The legroom data is in-band on the search response. The **seatmap** is
not — it's a separate per-flight artifact at `seatmaps.com`, fetched via
one HTTP round-trip to `https://www.travelarrow.io/api/s`.

```
GET https://www.travelarrow.io/api/s?from=JFK&to=LHR&flightno=1&carrier=DL&date=8/15/2026&aircraft=Airbus+A330
→ {"seatmap_url": "airlines/dl-delta/airbus-a330-200/#<hash>"}

Open as: https://seatmaps.com/<seatmap_url>
```

**Date format is `M/D/YYYY`** with no zero-padding — that's what the
Legrooms+ extension sends (`load_flight_data.js: date=${n}/${i}/${e}` where
`[e,n,i] = raw[20]` is `[year, month, day]`). The travelarrow API also
accepts ISO, but we match the extension's wire shape to minimize
divergence risk.

**Flight number is the bare number** ("1", not "DL1") when the
IATA-prefix matches the carrier; we keep prefixes intact for codeshares
(operating carrier ≠ marketing prefix).

`src/flight_cli/seatmap.py`:
- `seatmap_api_url(...)` — deterministic URL builder, no HTTP.
- `fetch_seatmap_url(...)` — one GET, returns the seatmaps.com URL or
`None` (no seatmap on file for this aircraft).

`flight seatmap <ORIG> <DEST> <FLIGHTNO> --date YYYY-MM-DD [--aircraft ...]`
exposes the resolution flow. `--no-fetch` skips the HTTP and just prints
the travelarrow URL.

## What we DON'T parse

Decoding more amenity bits (`[2]`, `[4]`, `[6-8]`, `[11]`) would require
either:
1. A new Legrooms+ extension version that maps them in `load_flight_data.js`
(current 11.5.0 ignores them too).
2. Empirical probing against routes where we know the truth (e.g. comparing
a known meal-included flight against the bit pattern).

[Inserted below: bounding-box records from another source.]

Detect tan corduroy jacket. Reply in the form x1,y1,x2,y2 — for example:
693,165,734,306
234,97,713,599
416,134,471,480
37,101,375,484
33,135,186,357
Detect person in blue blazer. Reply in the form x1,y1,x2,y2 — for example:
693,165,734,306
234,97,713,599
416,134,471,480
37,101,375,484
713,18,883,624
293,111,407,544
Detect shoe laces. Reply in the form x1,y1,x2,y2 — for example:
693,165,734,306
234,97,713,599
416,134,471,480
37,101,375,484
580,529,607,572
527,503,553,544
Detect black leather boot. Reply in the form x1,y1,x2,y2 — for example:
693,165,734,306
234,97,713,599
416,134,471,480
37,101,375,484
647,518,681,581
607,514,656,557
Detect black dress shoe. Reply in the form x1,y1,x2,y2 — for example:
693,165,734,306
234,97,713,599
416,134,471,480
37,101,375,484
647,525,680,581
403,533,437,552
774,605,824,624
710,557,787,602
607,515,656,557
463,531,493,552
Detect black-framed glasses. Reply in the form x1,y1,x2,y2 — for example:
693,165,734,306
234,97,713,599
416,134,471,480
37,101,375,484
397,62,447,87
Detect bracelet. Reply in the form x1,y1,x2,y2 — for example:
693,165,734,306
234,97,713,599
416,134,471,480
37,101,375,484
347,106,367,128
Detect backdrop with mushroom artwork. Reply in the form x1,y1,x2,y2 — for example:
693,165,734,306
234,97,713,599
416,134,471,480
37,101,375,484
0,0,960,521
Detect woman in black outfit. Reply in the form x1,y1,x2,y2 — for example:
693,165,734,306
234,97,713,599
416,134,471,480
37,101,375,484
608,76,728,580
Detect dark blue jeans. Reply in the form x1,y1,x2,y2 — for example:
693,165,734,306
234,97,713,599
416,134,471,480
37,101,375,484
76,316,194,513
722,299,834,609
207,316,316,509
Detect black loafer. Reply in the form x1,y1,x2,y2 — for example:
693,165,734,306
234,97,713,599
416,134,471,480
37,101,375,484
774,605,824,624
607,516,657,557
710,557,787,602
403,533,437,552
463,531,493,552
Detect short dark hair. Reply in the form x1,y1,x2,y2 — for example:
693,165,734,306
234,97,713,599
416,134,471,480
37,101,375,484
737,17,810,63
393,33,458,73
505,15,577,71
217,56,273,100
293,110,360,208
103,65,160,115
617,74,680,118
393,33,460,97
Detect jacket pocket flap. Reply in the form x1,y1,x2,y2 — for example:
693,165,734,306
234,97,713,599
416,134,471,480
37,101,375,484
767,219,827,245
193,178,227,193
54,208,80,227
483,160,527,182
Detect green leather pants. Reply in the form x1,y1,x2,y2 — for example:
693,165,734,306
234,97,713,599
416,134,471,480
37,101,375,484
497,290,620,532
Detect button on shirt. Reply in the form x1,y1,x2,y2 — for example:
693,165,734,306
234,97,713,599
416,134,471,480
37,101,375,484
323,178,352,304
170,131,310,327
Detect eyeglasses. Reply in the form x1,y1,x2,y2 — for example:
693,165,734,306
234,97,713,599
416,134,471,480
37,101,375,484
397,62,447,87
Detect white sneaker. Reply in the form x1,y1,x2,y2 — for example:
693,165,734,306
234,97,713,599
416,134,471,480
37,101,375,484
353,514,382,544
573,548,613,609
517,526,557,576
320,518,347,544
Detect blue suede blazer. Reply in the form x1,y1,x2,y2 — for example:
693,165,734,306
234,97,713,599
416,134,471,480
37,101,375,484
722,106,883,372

Not worth the effort until a downstream feature actually needs them.

## What CHANGED about the bd work-5ewe plan

The original `work-5ewe` issue assumed we'd need to capture an external
API (`api.travelarrow.io/v3/deals`, `/metadata`) via Patchright + raw CDP
attach. That was based on partial information from a prior session that
saw outbound requests to `api.travelarrow.io` but couldn't capture
response bodies. **Those requests are for hotel pricing and analytics
telemetry, not legroom data.** The legroom-overlay path in the extension
is entirely client-side parsing of Google's response — no external API
involved beyond the seatmap link.

We dropped the capture work entirely. Estimated effort: 5h. Actual: ~3h
(mostly because the work was upstream/visible in the extension source
and we found the in-band path during research instead of after capture).